Las listas llegaron a aparecer en algunas publicaciones, por ejemplo en Novedades de Yucatán el 3 de junio y luego en Novedades en la columna que firma Juan Ruiz Healy, así como en Proceso y La Jornada. En algunos casos, aparecían en papel membretado de la PGR pero sin datos que permitieran ubicar claramente de dónde habían surgido. La Procuraduría tuvo que desautorizarlas, pero ya se había desatado una suerte de juego encubridor de los problemas auténticos. Si se trataba de confundir, se logró aunque fuera en parte. Con los narcoperiodistas -como el ingenio de las redacciones bautizó inmediatamente a este fenómeno- estaba comenzando a suceder lo que con los narcosatánicos: el asunto era tan espectacular que se apreciaban más sus contornos inusitados -el escándalo a priori, la gana morbosa pero efectista y efectiva para conocer delitos en personajes públicos- que el fondo del problema que es, sin más, el poder enorme del narcotráfico. La demora en la PGR para ofrecer conclusiones sobre los informadores posiblemente involucrados en delitos, favoreció la especulación. Los mencionados en listas, publicadas en la prensa o hechas semipúblicas en el run-run del chisme instantáneo, se involucraron entonces en un intercambio a veces críptico, pero siempre agresivo, de aclaraciones y nuevas exigencias.

El día que se anunció la captura de El Chapo Joaquín Guzmán (uno de los narcotraficantes más buscados) el director del diario El Financiero, Rogelio Cárdenas, dijo en Los Pinos que todos los editores allí presentes estaban preocupados por las “generalizaciones” de la Procuraduría sobre los periodistas. No todos tenemos esas preocupaciones, respondió a la siguiente semana, el 14 de junio, el director de El Día, José Luis Camacho: “En algunos medios escritos la generalización sobre el narcoperiodismo les ha dado pretexto para desgarrarse las vestiduras y denunciar persecuciones de la prensa, y en el extremo del delirio se ha reclamado airadamente la renuncia del doctor Carpizo”. El 7 de junio El Universal, en un editorial de primera plana, había dicho que si Carpizo no aclaraba el asunto del narcoperiodismo, entonces debía renunciar.

Entre la primera alusión a la posible complicidad de periodistas y narcos y los reclamos que llegaban a sugerir la renuncia del procurador, ocurrieron algunas otras cosas.

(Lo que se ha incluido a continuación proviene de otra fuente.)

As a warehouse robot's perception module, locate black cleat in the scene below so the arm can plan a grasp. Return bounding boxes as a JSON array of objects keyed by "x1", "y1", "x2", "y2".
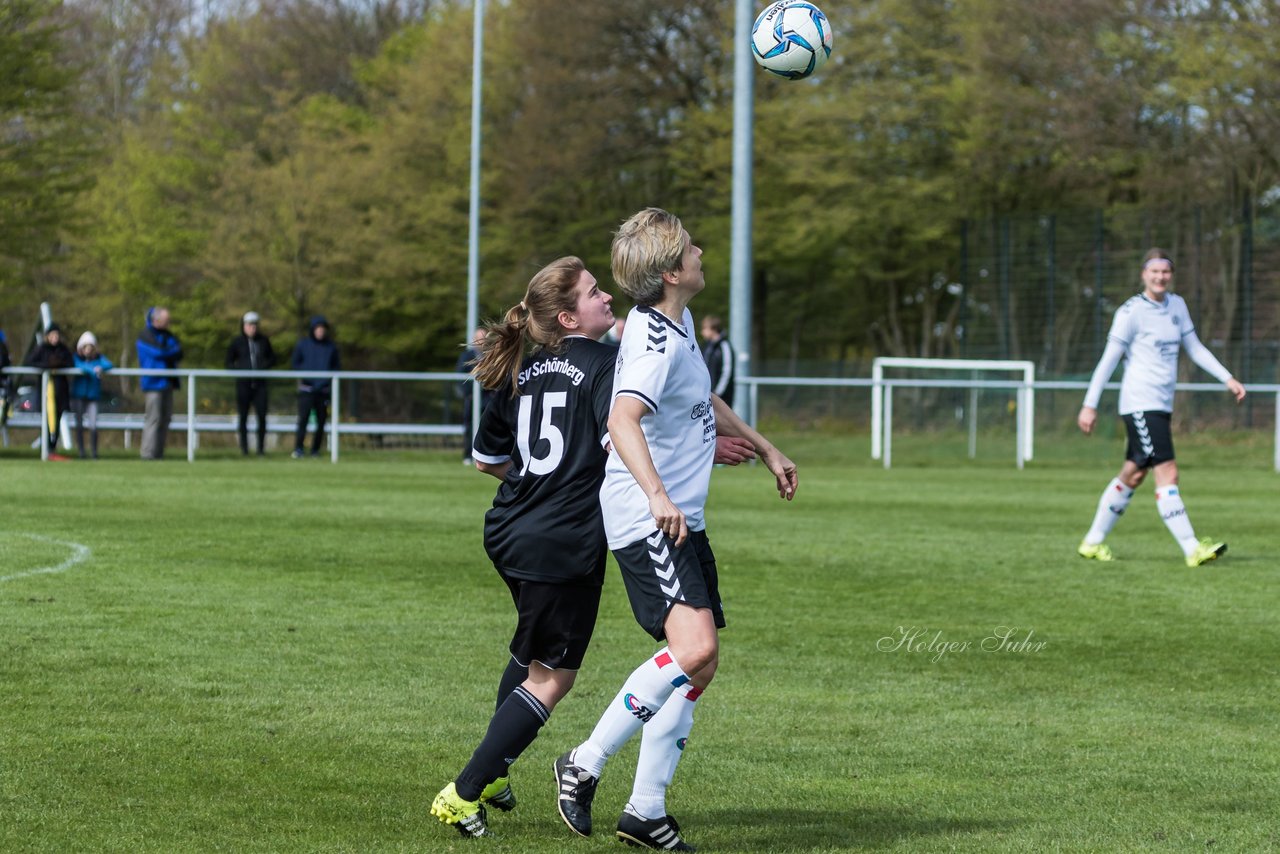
[
  {"x1": 552, "y1": 752, "x2": 599, "y2": 836},
  {"x1": 618, "y1": 813, "x2": 698, "y2": 851}
]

El 12 de abril habían matado en Cancún al exjefe policiaco Rafael Aguilar Guajardo, convertido en jefe del narco de Ciudad Juárez; poco después son decomisadas 7.3 toneladas de cocaína escondidas en latas de chiles jalapeños; el 27 de abril en una balacera en Naucalpan muere un tío de Rafael Caro Quintero; al día siguiente el exprocurador de Justicia de Sinaloa, Francisco Alvarez Fárber, es asesinado en el Parque Hundido de la ciudad de México; el 24 de mayo el cardenal Juan Jesús Posadas y otras seis personas mueren durante un enfrentamiento en el aeropuerto de Guadalajara; el 28 de mayo mueren dos personas en un enfrentamiento en Tijuana, donde se descubriría un túnel de 350 metros que atravesaba la frontera a Estados Unidos; el 3 de junio hay otra balacera en las afueras de Guadalajara; el 6 de junio el jefe de la policía judicial de Jalisco es acusado de cómplice de los narcos; el 10 de junio Carpizo anuncia la captura de El Chapo Guzmán en Guatemala y, en El Salvador, se decomisan 5 toneladas de coca; el 15 de junio se da a conocer la destitución de 67 empleados de la PGR. Están pasando muchas cosas. El del narcoperiodismo no es un asunto al margen del auge del narcotráfico y de la mayor eficacia en su persecución. Pero tampoco es un tema aislado de las prácticas corporativas del gremio de los informadores, habituado a criticar a otros pero no a que duden de los suyos.